Per far funzionare tutto ciò, utilizziamo quarzo ad alta purezza e gas allogenico. È l’unico modo per far sì che il filamento raggiunga temperature sufficientemente alte per penetrare rapidamente nel vetro, senza che si bruci. Inoltre, concentriamo molta potenza in uno spazio ridotto, in modo da evitare che la macchina occupi tutto lo spazio disponibile nel laboratorio.

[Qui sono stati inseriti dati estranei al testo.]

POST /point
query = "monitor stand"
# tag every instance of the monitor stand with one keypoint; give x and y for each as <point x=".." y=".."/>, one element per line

Ma attenzione: alimentare una grande quantità di potenza attraverso un tubo corto rappresenta un enorme carico sui connettori. Se si utilizzano cavi non resistenti al calore, i connettori potrebbero fondersi.
Alcuni aspetti da considerare:
Il riscaldamento a raggi infrarossi ad alta intensità è molto efficace, ma rappresenta comunque uno strumento piuttosto “brusco”. Vi permette di ottenere una tempra rapida, ma può causare problemi al sistema di alimentazione elettrica. È necessario quindi disporre di una fonte di alimentazione affidabile. Se la tensione diminuisce durante il ciclo di lavorazione, si otterrà una tempra irregolare e si perderà del vetro.
E non dimenticate il raffreddamento: queste lampade generano molto calore. Se il sistema di raffreddamento non è abbastanza efficiente, i dispositivi di controllo potrebbero interrompere il processo di lavorazione proprio a metà ciclo.